Other golden memories from Broad include a hat-trick against India in 2011 – also at Trent Bridge – and a fearsome outing against West Indies at Lord’s in 2012 that saw him grab 7/72.
A workhorse in the shadows of Anderson, the 31-year-old has garnered accolades with a mindset of a buoyant fighter. Though Anderson was the first Englishman to claim 400 Test wickets, Broad, with 368, is fast heading in the direction of eclipsing Sir Ian Botham who has 383.
His most testing tour came in 2013 when England travelled to Australia for an Ashes series, with local fans still feeling the pain of Broad’s stubbornness to not walk after a clear edge during the Trent Bridge Test earlier in the year.
Come the first Test, and posters in Brisbane read: “Stuart Broad, I know what you did last summer”. But Broad shut them up with 6/81 in the first innings, subsequently leaving Australian shores with 21 wickets – the only English spark on an otherwise forgettable tour.
Two years later, down south again, Broad produced a magical spell of 5 for 1 in Johannesburg which eventually ended at 6/17. That win sealed the series for England and further confirmed Broad’s appetite for success.
At 31, to invest in Broad as a leader was a gift English cricket perhaps missed.

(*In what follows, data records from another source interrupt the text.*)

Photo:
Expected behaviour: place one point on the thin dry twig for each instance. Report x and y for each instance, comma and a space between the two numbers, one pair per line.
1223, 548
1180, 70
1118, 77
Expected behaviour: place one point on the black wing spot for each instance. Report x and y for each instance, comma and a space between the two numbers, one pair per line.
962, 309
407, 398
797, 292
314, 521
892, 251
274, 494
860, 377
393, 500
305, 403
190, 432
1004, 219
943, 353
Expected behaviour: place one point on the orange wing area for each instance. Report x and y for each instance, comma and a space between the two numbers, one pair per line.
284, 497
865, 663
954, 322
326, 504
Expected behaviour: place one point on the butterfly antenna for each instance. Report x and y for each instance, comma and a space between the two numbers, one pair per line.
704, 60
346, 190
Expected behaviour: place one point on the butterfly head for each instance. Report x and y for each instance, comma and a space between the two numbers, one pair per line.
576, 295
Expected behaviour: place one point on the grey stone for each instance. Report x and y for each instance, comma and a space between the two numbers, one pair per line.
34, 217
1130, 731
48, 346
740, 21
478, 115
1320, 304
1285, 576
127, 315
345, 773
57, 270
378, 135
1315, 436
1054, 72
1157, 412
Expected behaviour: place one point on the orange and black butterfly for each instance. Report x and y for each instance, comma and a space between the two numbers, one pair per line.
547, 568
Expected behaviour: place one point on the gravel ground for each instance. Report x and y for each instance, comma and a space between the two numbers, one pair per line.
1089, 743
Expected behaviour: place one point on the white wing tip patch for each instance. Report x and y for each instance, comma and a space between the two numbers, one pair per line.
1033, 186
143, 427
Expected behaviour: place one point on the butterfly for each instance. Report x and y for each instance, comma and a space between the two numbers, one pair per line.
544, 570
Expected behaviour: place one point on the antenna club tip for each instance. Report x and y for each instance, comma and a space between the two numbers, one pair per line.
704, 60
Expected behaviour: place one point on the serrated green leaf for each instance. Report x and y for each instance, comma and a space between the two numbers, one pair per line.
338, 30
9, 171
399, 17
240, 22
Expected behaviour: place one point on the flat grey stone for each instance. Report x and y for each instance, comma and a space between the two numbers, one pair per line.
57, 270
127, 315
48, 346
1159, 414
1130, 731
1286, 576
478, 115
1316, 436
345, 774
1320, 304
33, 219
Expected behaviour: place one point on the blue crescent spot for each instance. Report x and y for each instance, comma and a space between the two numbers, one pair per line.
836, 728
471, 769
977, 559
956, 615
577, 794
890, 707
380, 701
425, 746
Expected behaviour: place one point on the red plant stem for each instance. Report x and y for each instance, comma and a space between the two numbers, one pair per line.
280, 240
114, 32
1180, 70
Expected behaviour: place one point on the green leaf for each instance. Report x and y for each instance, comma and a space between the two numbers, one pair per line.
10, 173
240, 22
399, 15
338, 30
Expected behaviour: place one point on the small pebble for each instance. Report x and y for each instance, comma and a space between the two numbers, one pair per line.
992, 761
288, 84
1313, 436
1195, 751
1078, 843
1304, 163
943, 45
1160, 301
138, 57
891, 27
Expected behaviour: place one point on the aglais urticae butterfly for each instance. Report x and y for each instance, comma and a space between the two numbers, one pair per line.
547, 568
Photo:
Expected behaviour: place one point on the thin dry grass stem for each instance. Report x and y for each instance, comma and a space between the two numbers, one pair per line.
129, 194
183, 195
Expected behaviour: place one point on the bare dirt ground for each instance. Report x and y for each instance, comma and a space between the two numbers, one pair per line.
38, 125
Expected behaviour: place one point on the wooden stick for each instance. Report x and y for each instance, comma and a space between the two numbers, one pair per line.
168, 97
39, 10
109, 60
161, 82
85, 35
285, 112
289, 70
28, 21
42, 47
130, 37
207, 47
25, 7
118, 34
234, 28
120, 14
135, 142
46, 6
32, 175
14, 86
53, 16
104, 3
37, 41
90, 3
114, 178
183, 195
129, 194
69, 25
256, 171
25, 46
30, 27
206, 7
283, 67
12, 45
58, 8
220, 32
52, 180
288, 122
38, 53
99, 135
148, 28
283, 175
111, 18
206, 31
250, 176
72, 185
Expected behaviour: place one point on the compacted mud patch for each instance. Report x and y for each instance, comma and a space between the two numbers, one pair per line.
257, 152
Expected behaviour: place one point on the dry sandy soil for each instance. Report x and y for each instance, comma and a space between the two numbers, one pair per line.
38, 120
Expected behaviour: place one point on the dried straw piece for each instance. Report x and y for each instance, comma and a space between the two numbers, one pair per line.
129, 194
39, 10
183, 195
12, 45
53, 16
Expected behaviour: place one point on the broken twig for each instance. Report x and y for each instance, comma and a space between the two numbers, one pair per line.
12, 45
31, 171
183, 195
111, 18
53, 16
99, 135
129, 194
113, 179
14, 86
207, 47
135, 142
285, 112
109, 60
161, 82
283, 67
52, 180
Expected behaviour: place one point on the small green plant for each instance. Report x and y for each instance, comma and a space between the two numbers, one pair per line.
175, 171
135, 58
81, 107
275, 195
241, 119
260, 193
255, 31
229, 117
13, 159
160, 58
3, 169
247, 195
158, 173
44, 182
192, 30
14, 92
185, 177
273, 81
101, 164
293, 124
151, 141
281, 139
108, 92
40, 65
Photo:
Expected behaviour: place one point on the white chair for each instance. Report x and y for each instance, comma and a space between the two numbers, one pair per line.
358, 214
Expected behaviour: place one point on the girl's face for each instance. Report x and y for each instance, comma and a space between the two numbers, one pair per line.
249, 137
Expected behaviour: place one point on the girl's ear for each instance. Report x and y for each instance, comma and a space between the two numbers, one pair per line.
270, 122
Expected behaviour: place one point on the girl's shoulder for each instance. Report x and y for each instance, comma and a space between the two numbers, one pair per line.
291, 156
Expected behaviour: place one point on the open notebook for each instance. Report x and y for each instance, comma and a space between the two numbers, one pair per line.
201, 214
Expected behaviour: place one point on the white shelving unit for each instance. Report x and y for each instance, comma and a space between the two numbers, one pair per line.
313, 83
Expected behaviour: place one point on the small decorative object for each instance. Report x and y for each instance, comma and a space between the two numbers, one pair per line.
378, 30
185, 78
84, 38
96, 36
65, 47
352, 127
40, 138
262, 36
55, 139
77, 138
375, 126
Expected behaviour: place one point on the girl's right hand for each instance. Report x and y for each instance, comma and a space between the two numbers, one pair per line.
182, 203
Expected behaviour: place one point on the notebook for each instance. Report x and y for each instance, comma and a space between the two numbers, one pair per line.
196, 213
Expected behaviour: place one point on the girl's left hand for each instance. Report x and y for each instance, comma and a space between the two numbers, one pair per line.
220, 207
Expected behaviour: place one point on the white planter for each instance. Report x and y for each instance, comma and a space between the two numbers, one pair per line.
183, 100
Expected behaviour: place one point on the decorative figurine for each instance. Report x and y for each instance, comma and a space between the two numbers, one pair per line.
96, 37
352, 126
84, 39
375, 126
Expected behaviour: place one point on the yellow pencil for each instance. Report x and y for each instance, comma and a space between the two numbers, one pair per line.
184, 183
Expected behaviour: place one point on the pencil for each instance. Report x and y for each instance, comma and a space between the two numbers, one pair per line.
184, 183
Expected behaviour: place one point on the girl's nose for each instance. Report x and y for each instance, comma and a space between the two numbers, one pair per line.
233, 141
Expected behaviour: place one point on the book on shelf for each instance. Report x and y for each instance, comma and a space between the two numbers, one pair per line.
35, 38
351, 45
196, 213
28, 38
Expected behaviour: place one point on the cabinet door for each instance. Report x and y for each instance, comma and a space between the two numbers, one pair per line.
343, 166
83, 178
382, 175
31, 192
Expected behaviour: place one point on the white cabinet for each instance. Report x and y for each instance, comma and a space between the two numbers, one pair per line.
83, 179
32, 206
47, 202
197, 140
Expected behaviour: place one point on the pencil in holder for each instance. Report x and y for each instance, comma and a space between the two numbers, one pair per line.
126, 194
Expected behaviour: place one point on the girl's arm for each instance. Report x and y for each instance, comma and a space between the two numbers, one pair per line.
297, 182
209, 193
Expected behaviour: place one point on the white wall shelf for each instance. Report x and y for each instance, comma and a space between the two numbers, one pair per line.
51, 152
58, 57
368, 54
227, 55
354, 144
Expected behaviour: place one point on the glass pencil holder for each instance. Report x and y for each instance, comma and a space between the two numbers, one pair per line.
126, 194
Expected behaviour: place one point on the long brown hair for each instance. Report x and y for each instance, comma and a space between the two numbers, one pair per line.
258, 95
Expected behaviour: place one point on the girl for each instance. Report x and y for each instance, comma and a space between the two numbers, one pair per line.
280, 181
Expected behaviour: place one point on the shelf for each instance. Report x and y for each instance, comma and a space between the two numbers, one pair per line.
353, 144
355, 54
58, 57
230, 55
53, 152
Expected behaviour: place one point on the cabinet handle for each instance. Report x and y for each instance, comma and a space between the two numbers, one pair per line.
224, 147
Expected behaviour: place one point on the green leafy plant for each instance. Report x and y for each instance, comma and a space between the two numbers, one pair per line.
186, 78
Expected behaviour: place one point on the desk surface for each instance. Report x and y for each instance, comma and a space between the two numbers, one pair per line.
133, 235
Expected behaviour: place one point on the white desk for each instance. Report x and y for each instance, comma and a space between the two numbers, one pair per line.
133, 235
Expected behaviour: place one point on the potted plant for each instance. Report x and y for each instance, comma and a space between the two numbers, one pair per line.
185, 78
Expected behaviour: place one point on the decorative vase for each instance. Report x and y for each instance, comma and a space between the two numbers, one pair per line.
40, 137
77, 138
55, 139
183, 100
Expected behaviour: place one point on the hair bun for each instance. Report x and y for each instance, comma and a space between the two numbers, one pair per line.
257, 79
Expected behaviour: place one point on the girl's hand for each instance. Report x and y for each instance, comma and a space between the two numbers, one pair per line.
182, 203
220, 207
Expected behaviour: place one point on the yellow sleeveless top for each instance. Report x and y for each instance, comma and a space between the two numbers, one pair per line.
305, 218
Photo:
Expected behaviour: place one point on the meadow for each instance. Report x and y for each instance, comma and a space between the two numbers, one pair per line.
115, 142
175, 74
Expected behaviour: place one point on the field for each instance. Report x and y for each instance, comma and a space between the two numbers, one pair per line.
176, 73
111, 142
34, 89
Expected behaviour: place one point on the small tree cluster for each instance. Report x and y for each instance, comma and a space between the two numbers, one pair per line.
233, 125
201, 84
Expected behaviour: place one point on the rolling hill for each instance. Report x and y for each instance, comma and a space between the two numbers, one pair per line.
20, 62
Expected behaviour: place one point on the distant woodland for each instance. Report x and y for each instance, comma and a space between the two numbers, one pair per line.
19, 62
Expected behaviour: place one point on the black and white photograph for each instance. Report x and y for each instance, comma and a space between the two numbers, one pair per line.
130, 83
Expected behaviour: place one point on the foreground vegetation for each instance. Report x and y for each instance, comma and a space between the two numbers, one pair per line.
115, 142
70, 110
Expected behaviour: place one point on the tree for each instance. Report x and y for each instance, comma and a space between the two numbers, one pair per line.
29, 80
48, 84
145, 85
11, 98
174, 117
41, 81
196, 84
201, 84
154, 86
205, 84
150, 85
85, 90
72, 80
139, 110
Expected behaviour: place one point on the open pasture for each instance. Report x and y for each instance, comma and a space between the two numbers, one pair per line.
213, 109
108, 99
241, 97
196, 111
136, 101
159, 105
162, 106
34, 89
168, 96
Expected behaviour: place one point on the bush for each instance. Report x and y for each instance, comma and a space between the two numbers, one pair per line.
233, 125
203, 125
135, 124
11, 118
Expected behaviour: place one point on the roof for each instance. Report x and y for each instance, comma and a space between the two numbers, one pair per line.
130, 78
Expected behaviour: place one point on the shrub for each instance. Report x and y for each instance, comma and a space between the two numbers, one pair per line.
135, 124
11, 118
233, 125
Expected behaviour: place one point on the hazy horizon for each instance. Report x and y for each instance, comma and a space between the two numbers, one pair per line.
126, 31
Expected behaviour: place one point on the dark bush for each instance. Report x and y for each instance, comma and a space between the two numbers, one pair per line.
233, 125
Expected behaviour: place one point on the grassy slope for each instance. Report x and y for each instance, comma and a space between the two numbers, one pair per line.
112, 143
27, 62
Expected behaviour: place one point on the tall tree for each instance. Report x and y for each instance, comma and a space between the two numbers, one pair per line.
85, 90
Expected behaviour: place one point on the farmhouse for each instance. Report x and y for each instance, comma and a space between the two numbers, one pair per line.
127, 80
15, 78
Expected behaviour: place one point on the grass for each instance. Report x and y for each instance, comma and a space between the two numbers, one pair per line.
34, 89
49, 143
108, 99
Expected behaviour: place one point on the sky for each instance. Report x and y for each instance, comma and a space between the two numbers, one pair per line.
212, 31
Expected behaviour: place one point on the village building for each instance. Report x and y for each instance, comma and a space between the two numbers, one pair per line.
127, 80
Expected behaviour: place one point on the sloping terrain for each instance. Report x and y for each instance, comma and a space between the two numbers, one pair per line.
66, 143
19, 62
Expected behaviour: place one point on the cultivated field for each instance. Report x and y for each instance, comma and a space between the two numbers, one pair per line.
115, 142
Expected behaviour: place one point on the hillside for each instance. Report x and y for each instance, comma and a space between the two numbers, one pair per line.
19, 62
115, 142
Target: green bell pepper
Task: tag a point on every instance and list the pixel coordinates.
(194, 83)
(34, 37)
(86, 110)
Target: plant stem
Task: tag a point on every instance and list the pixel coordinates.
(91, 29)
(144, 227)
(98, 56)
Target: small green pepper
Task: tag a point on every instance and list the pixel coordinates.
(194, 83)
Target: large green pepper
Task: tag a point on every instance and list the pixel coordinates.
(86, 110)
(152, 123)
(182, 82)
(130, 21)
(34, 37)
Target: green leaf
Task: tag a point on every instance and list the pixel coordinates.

With nearly 11 years in the England dressing room and 102 Tests to his name, the sturdy fast bowler provided Strauss and company with an ideal mix of experience and blitzkrieg. He has led the T20 side in the past – Broad was captain from 2011 to 2014 before Eoin Morgan was handed over the duties in 2015 – and has seen more of the world than the eventual winner Root, who has only played 53 Tests.
Broad still has at least a good, healthy four or five years of cricket in him and to trust him with the leadership would not have been just a simple short-term goal. If Root, at 26, is seen jostling with responsibility other than the number three batting position in two years’ time, it would be too late for England to think of Broad again. On the other hand, if Broad is found struggling, the selectors and the management would still have Root, only 28, with much more international experience.
But one reason why the result was skewed in Root’s direction could well be Broad’s downturn in batting, something which always showed great promise particularly after a splendid match-saving 169 against Pakistan at Lord’s in 2010.
While England hoped that Broad would one day find himself tagged as a genuine all-rounder, his returns with the bat diminished with time. The last time Broad passed fifty in a Test was during that controversial innings against Australia at Trent Bridge in 2013 and his batting ambitions were dealt a blow when Varun Aaron broke his nose at Old Trafford in 2014.
However, the reason why Broad should have edged past Root is due to the latter’s regularity across all three formats. A match-winner and batting addict, Root occupies the vital number three slot in all forms of the game, a more demanding job than all his batting colleagues who follow him in the order.
To have entrusted upon Root the task of leading the likes of Cook, Anderson and Broad is surely a dream come true for the Yorkshire boy, but whether – and how – he lives this dream with the visiting South Africans and a trip to Australia due this winter, will be a tale told by time.
The reality, though, remains that Cook, himself a modern England great, has shunned all the baggage off his shoulder and anticipates a fruitful few years as only an opening batsman, not something his coaches, Farbrace and Bayliss, wanted to dream of after India cruised past England at home seven months back.